Wyobraź sobie, że „ekskluzywny, pierwszy rzut oka” na jakimś ważnym potrójnym tytule był bezcelowy, ponieważ niektórzy gracze zdobyli ten sam materiał, ponieważ publicznie opublikował trochę materiału beta, a wydawca nic z tym nie zrobił. Może to nie znaczyć dużo za pierwszym razem, ale po kilku podobnych wydarzeniach, wyjątkowe nagranie, że zyski mediów stają się coraz mniej warte, ponieważ wyciekający materiał zawsze zwiększa ruch.

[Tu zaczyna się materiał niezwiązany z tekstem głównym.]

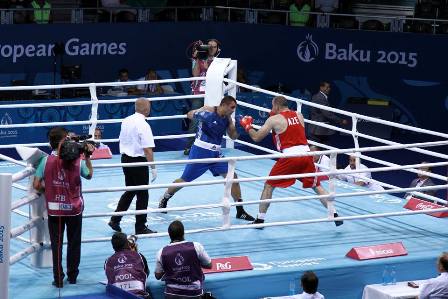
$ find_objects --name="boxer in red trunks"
[240,96,343,226]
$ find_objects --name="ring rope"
[0,77,206,91]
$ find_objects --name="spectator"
[154,220,212,299]
[418,252,448,299]
[292,271,325,299]
[9,0,30,24]
[310,145,330,181]
[289,0,311,26]
[137,69,163,94]
[31,0,52,24]
[101,0,137,22]
[338,155,384,191]
[104,232,152,299]
[184,39,221,156]
[404,161,437,201]
[314,0,339,13]
[67,131,78,139]
[109,68,138,95]
[310,81,348,144]
[33,127,94,288]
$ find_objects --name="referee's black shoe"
[236,209,255,221]
[250,218,264,229]
[108,220,121,233]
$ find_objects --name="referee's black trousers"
[111,154,149,231]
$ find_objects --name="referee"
[108,98,157,234]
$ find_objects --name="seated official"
[291,271,325,299]
[154,220,212,299]
[104,232,152,299]
[338,155,384,191]
[418,252,448,299]
[404,162,437,201]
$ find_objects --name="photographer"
[154,220,212,299]
[184,39,221,155]
[33,127,94,288]
[104,232,152,299]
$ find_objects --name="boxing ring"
[0,59,448,299]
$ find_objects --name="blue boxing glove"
[240,115,254,132]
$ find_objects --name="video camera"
[193,40,210,60]
[128,235,138,252]
[59,135,99,161]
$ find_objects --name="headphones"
[185,38,221,59]
[206,38,221,57]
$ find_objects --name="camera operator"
[33,127,94,288]
[184,39,221,155]
[154,220,212,299]
[104,232,152,299]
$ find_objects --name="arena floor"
[5,149,448,299]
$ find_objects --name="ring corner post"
[0,173,12,299]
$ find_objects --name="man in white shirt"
[418,252,448,299]
[338,155,384,191]
[292,271,325,299]
[109,98,157,234]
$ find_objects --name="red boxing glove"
[240,115,254,132]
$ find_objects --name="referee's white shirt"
[119,112,154,157]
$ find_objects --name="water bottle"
[289,278,296,296]
[383,266,391,286]
[390,266,397,284]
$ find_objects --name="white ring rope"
[11,193,39,210]
[1,94,204,109]
[223,78,448,138]
[0,77,205,91]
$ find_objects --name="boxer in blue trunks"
[159,96,254,221]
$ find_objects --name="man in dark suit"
[309,81,348,144]
[404,162,437,201]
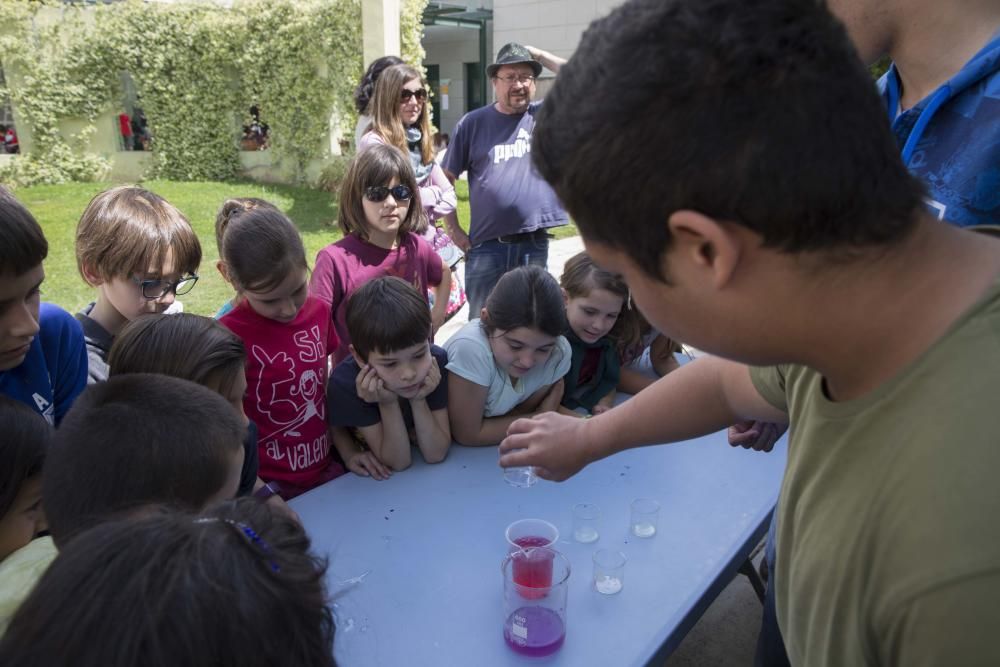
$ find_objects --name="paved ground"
[435,236,761,667]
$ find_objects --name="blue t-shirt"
[879,37,1000,227]
[443,102,569,245]
[326,345,448,429]
[0,303,87,426]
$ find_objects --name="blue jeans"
[465,230,549,320]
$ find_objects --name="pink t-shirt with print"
[219,297,344,488]
[309,233,443,364]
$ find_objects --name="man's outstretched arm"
[500,357,788,481]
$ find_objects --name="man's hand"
[729,421,788,452]
[354,364,399,403]
[500,412,593,482]
[538,379,566,412]
[412,358,441,400]
[344,452,392,481]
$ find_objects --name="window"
[0,69,21,153]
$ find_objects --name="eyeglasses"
[132,273,198,301]
[399,88,427,102]
[365,185,413,203]
[493,74,535,86]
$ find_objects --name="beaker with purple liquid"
[501,547,570,657]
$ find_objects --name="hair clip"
[194,517,281,572]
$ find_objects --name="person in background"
[0,186,87,426]
[443,42,569,319]
[0,396,56,636]
[500,0,1000,667]
[354,56,405,148]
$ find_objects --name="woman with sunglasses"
[358,64,458,234]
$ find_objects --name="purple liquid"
[503,607,566,657]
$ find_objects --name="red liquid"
[511,535,553,600]
[503,607,566,657]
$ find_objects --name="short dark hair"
[219,198,309,291]
[484,264,566,336]
[344,276,431,361]
[531,0,923,280]
[337,144,423,240]
[108,313,247,394]
[0,185,49,276]
[0,395,52,519]
[42,373,245,547]
[0,498,335,667]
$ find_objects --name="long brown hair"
[0,500,336,667]
[369,64,434,164]
[108,313,247,395]
[559,252,640,343]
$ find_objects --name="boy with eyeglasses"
[76,185,201,384]
[0,186,87,425]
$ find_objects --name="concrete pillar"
[361,0,399,62]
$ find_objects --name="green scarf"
[562,329,621,412]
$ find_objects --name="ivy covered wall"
[0,0,398,184]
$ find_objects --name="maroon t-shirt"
[309,233,442,364]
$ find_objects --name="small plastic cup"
[629,498,660,538]
[594,549,628,595]
[573,503,601,544]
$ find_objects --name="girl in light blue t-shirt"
[444,265,571,445]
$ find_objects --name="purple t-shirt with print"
[444,102,569,245]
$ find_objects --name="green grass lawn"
[15,175,577,315]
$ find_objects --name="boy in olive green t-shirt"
[500,0,1000,667]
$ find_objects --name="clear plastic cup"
[573,503,601,544]
[503,450,538,488]
[594,549,628,595]
[629,498,660,538]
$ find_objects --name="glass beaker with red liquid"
[500,547,570,657]
[506,519,559,598]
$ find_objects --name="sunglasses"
[399,88,427,102]
[365,185,413,202]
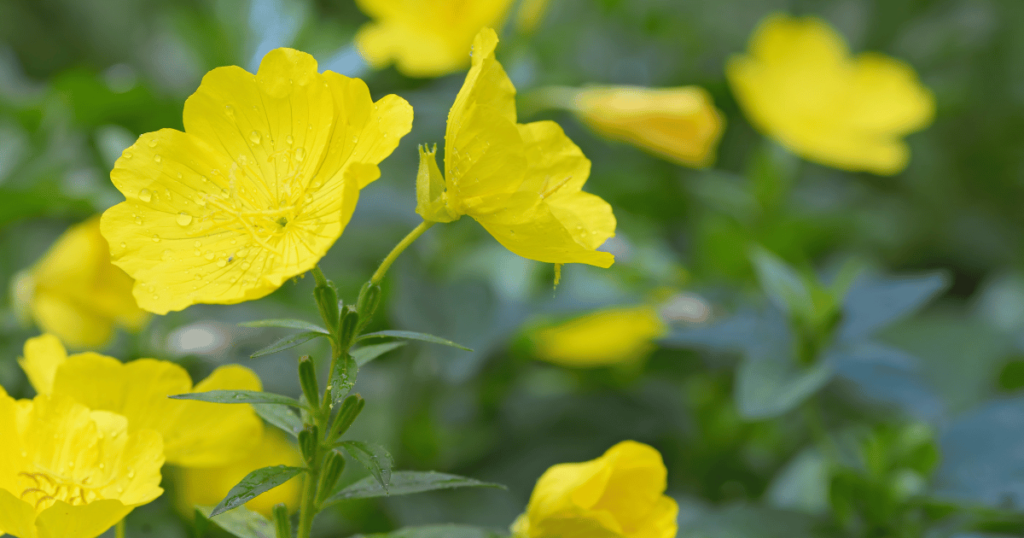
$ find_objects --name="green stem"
[370,220,434,284]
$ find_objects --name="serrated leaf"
[253,404,302,438]
[352,525,508,538]
[239,320,331,334]
[355,331,472,351]
[249,331,327,359]
[839,272,949,341]
[351,342,406,366]
[328,355,359,408]
[210,465,305,516]
[196,506,276,538]
[327,470,506,504]
[167,390,309,409]
[751,248,814,315]
[338,441,394,493]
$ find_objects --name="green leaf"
[352,342,406,366]
[325,470,506,504]
[328,354,359,409]
[338,441,394,493]
[355,331,472,351]
[239,320,331,334]
[210,465,305,522]
[249,331,327,359]
[196,506,276,538]
[352,525,508,538]
[253,404,302,438]
[167,390,309,409]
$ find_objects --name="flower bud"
[355,282,381,322]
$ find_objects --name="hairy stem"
[370,220,434,284]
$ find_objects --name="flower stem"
[370,220,434,284]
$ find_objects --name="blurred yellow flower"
[726,15,935,175]
[12,216,148,347]
[512,441,679,538]
[572,86,725,168]
[0,389,164,538]
[19,334,263,467]
[174,428,302,516]
[355,0,513,77]
[101,48,413,314]
[534,306,668,368]
[416,29,615,267]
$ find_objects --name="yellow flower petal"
[726,15,935,175]
[417,29,615,267]
[101,49,413,314]
[53,354,262,467]
[0,395,164,538]
[174,428,302,515]
[573,86,725,168]
[520,441,678,538]
[535,306,668,367]
[17,334,68,395]
[355,0,513,77]
[14,216,148,347]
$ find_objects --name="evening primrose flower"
[726,15,935,175]
[355,0,513,77]
[571,86,725,168]
[12,216,148,347]
[174,428,302,516]
[100,48,413,314]
[416,29,615,267]
[0,389,164,538]
[19,334,263,467]
[512,441,679,538]
[534,306,668,368]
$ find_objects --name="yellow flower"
[512,441,679,538]
[355,0,513,77]
[534,306,668,368]
[174,428,302,516]
[416,29,615,267]
[572,86,725,167]
[101,48,413,314]
[13,216,148,347]
[0,390,164,538]
[19,334,263,467]
[726,15,935,175]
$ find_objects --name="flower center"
[17,465,106,512]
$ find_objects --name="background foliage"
[0,0,1024,537]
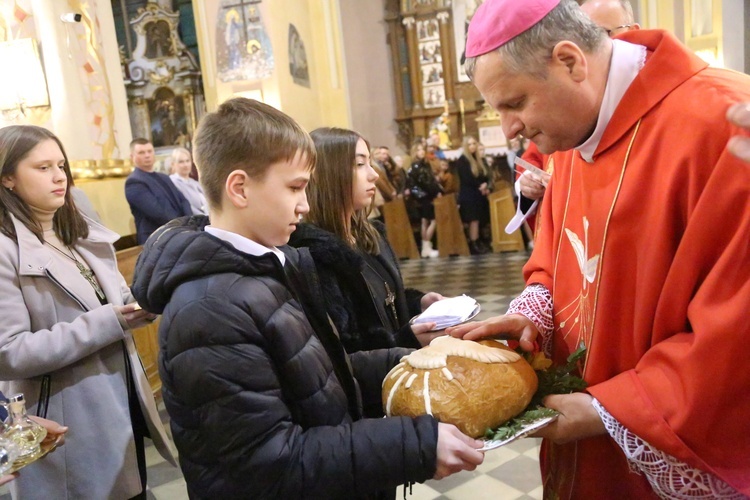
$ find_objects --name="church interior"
[0,0,750,500]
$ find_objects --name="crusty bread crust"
[383,341,538,437]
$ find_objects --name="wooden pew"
[432,194,469,257]
[115,246,161,401]
[380,198,419,259]
[488,181,524,252]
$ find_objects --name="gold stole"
[552,121,640,375]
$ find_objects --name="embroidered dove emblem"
[565,217,599,290]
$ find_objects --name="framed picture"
[420,63,443,86]
[417,19,440,42]
[453,0,482,82]
[419,40,443,64]
[422,85,445,108]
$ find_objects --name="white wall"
[721,0,750,73]
[339,0,400,152]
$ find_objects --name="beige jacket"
[0,214,176,499]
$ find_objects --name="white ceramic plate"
[479,415,557,451]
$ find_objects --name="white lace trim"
[591,399,747,500]
[506,283,555,357]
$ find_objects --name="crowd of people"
[0,0,750,499]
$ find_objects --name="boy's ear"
[224,170,251,208]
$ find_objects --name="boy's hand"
[29,415,68,446]
[114,302,158,330]
[411,323,445,347]
[0,472,18,486]
[433,423,484,479]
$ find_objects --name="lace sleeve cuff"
[591,399,745,499]
[506,283,555,356]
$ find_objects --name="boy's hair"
[130,137,151,153]
[193,97,316,210]
[305,127,380,255]
[0,125,89,245]
[169,148,193,173]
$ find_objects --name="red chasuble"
[524,30,750,499]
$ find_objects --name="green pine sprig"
[484,345,587,441]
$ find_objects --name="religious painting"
[419,40,443,64]
[148,87,188,148]
[421,64,443,86]
[453,0,483,82]
[289,24,310,88]
[144,20,175,59]
[422,85,445,108]
[417,18,440,42]
[216,0,274,82]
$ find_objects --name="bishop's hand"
[445,314,539,351]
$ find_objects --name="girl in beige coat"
[0,125,174,499]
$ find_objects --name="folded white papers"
[413,295,478,330]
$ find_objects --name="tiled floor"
[0,253,542,500]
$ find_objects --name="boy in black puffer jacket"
[133,98,483,499]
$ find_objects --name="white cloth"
[169,174,208,215]
[575,40,646,163]
[506,283,745,499]
[204,226,286,266]
[591,399,746,500]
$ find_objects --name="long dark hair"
[0,125,89,245]
[306,127,380,255]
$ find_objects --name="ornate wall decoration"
[125,2,204,148]
[453,0,482,82]
[216,0,274,82]
[289,24,310,88]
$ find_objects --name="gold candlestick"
[458,99,466,136]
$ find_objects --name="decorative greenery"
[484,345,586,441]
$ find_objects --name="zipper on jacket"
[44,269,90,312]
[36,374,52,418]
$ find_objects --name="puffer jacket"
[133,216,437,499]
[289,221,424,353]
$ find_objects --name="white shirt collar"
[204,226,286,266]
[575,40,646,163]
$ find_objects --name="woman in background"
[289,128,443,358]
[169,148,208,215]
[406,142,443,258]
[456,135,490,254]
[0,125,176,498]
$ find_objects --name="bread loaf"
[383,336,537,437]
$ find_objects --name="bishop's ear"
[552,40,588,82]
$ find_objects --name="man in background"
[125,138,193,245]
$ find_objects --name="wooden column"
[402,16,422,109]
[380,198,419,259]
[432,194,469,257]
[488,182,524,252]
[116,246,161,401]
[437,11,455,105]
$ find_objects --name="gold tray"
[6,435,65,474]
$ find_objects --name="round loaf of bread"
[383,336,538,437]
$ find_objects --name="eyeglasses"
[602,24,632,37]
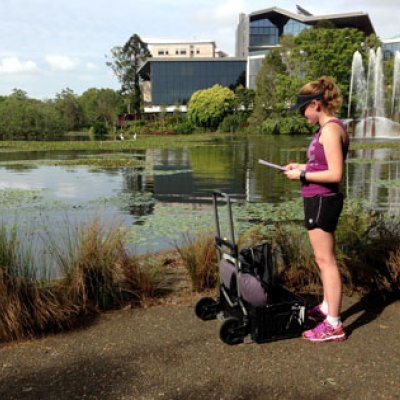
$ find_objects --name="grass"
[0,220,168,342]
[176,234,218,291]
[0,133,228,152]
[0,195,400,342]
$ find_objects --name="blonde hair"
[300,76,342,114]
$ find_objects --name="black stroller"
[195,191,306,345]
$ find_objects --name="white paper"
[258,160,285,171]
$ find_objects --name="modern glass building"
[139,58,246,106]
[235,6,375,89]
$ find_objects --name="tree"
[54,88,83,131]
[250,49,286,126]
[188,85,235,129]
[106,33,151,113]
[250,27,376,126]
[291,28,366,110]
[79,88,123,127]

Wreszcie wydawcy, którzy robią złe gry, będą boli, jeśli materiał filmowy wycieknie z tego, jak niedokończone lub niedokończone są ich gry. Myślę, że to oczywiste. Rozwiązanie jest również oczywiste. Jeśli gra nie jest gotowa do publicznego użytku, nie wypuszczaj jej w żaden publiczny sposób.

Można to debatować, jeśli Star Wars: Battlefront materiał filmowy został przecieknięty celowo, prawdopodobnie z dokładnie wymienionych powodów. Niezależnie od tego, NDA są archaiczną instytucją, ponieważ widzowie są inteligentni i nie ma czegoś takiego jak zła reklama.